De Quintín y otros indígenas

Pudiera decirse que desde hace más de quinientos años a los indígenas les están dando palo. Y espada y látigo y bala.

Que el levantamiento de los nasa en el Cauca es un conflicto de vieja data, que hace parte, además, de una larga lucha por la tierra. Es parte de la historia del despojo. Los últimos acontecimientos en esa zona, que vuelven a visibilizar a los indígenas, pero como si fueran culpables, según el enfoque sesgado de algunos medios de comunicación, sirven para mirar hacia atrás y analizar un poco cuál ha sido la trayectoria del problema.

Para no ir tan lejos, como a los tiempos en que a los indígenas del Cauca les quitaron sus resguardos, vamos hasta los días de Manuel Quintín Lame (1880-1967), el “indio que se educó en la selva” y que resistió ya no a las políticas de los colonialistas europeos, sino a las de la oligarquía colombiana. Lame, descendiente de paeces, fue uno de los emblemas indígenas en la lucha por la recuperación de sus territorios y de su cultura. Habría que precisar que a aquéllos desde tiempos viejos los fueron expulsando de las tierras planas para arrinconarlos en las menos productivas.

A Lame le correspondió ser “paje” en una hacienda que, antes, siendo tierra de indios, había pasado a manos de terratenientes. Los indígenas tenían que pagar con trabajo no remunerado el derecho a sembrar en parcelas que se consideraban de propiedad de un hacendado. A partir de 1911, el que se convertiría en uno de los líderes indígenas más importantes del país, inició la lucha para que los de su “raza” tuvieran el derecho de poseer la tierra de sus ancestros. Estudió el Código Civil y en el Archivo Nacional consultó las cédulas reales de los resguardos. Supo que tenían el dominio inalienable sobre el territorio que los hacendados les habían arrebatado.

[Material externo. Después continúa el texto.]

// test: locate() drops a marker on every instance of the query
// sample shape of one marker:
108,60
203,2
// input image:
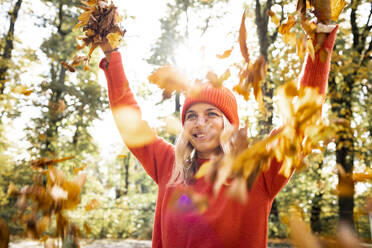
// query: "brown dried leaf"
336,8
226,54
87,229
286,27
243,39
310,49
21,89
322,10
114,39
67,66
43,162
92,204
273,17
121,156
78,169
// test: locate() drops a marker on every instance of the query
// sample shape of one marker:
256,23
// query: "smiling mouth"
199,136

Y como nadie hizo caso de la documentación, promovió levantamientos en el Huila, Tolima, Cauca y el Valle. El resto es historia. Quintín Lame, en cualquier caso, marcó una de las tantas resistencias civiles de los indígenas frente a diversos atropellos estatales y de particulares.

Más reciente ha sido la “macartización” de los movimientos indígenas. Sus marchas y protestas son asimiladas tendenciosamente con asuntos de las Farc. Pasó por los mismos días en que los corteros de caña del Valle del Cauca que se levantaron por sus reivindicaciones, fueron señalados como simpatizantes de la guerrilla, ¿se acuerdan? La minga indígena de 2008, por ejemplo, acusada por el gobierno de entonces, el del señor de los caballos, como parte de una conspiración de “la Far”, fue una demostración de protesta por los constantes asesinatos cometidos por los paramilitares. De 2002 a 2008 iban, según la Organización Nacional Indígena de Colombia, 1.240 muertes.

Se denunciaba entonces cómo en los territorios indígenas, tanto las transnacionales como grupos armados ilegales, aspiraban a ejercer control en esas zonas. Las reclamaciones tenían que ver con el respeto a sus tierras y a sus vidas. La respuesta oficial de entonces fue a punta de tanquetas, disparos, gases y acusaciones de infiltración guerrillera. Los señalaban como violadores de la Constitución y la ley, cuando lo que pedían era, precisamente, el cumplimiento de éstas. En este punto podríamos decir con el poeta: “Es tan corto el amor y es tan largo el olvido”.

Arquímedes Vitonás, líder de los nasa en el Cauca, dijo, en torno a los recientes incidentes en esa geografía, que “la exigencia al respeto de nuestro territorio molesta tanto al Gobierno Nacional como a la guerrilla” (El Mundo 07-23-2012). Además, insistió en una salida pacífica al conflicto que ha mantenido desde hace años a los indígenas entre todos los fuegos. Así que el problema va más allá de calificarlos a la ligera como “indígenas terroristas”.

Bueno, esto último no es raro en un país en el que, desde hace rato, se satanizan las luchas populares. De eso modo, las reivindicaciones de obreros, estudiantes, trabajadores de la salud, de los desplazados y de la resistencia indígena se empacan en la vieja denominación de “guerrilleros de civil”. Qué susto.